趣味が山登りで隣町の山の会に入っていますがそこの仲間の聡子さんと言う78歳の女性のことが
気になっていました。16歳年上で会のリーダー格で憧れていたけど立場的にも年齢的にも雲の上
の人のような気がしてウジウジしていましたがこの投稿を読んでダメ元で「一度お話したい」と書いた
メモをハイキングが終わって解散するときにそっと渡しました。
聡子さんは最初驚いたような顔をしていたがすぐに何気なくポケットに仕舞ってくれ、解散後すぐに
電話があり、お茶したいと伝え少し離れたファミレスで会いました。
聡子さんの方から積極的に話をリードしてくれて3時間後にはホテルにいて、落ち着いてから腕枕で
小柄な聡子さんを抱きながら聡子さんが言うには「私の方をいつもチラチラ見ているのを知っていつ
誘われるかと楽しみにしていたのだそうでメモを受け取ったときは「やった~」と思ったそうです。

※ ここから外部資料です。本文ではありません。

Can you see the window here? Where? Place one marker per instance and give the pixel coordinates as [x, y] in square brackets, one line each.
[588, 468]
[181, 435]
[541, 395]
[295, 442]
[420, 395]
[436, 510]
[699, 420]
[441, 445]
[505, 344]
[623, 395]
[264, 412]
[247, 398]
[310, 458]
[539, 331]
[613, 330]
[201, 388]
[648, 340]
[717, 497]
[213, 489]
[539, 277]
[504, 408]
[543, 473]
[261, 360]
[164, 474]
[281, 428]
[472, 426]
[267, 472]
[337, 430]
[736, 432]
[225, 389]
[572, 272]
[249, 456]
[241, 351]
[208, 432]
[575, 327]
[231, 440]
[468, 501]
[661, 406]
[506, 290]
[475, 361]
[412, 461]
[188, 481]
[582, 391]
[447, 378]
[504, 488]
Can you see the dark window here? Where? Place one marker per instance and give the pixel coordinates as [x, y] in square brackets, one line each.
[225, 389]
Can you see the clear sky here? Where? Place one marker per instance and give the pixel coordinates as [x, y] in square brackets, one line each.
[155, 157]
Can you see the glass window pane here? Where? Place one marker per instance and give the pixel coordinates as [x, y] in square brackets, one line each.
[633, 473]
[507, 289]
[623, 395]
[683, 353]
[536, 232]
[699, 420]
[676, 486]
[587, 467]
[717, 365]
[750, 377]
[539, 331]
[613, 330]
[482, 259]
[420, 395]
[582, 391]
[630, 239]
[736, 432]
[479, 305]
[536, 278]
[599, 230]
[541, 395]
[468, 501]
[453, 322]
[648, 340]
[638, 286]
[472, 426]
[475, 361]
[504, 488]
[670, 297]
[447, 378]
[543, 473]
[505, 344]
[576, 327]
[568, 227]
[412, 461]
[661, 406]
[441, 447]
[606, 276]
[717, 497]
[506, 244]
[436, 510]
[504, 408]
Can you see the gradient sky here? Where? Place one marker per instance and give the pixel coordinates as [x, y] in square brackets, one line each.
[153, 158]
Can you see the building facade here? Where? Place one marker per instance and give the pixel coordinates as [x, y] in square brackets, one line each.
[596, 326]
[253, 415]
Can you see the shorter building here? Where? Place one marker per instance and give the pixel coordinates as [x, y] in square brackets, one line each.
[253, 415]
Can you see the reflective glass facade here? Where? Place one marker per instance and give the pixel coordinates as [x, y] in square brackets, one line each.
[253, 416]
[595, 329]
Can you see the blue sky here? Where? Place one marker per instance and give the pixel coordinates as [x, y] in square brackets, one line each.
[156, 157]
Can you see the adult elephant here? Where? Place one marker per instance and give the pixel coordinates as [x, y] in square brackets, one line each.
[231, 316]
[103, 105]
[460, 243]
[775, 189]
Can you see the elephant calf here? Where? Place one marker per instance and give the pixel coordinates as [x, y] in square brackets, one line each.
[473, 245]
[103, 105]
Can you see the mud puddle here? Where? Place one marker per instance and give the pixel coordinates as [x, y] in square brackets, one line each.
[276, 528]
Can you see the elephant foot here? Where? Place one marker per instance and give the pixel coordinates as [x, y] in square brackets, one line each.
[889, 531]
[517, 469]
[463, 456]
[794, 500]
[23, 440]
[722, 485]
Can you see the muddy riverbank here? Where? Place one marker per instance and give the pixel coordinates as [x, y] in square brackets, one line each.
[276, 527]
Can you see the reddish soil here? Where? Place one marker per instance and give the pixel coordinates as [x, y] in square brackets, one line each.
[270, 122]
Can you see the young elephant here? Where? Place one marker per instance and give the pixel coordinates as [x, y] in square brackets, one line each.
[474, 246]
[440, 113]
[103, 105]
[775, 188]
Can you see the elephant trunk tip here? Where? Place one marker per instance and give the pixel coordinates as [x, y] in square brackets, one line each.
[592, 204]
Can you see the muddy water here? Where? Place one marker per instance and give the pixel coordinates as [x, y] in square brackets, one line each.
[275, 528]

聡子さんもご主人を4年前に亡くされ今は独り住まい、先週からは私が聡子さんの家に泊って今日は
荷物を取りに来て整理しているところです。
まだ結ばれて2週間なのに殆ど毎日SEXして新婚夫婦のような気持ちです。
2人とも結婚し孫がいる子供がいるのでいつ紹介しあおうかとワクワクしながらもこそばゆい幸福感に
酔っているところです。
聡子さんは山の会のリーダー格で男性でも顎で指示していてハキハキしているところが気に入っていた
けどお風呂で私を仰向けに寝かせ顔に跨り放尿しそれに喜んで飲んでいる変態カップルでもあります。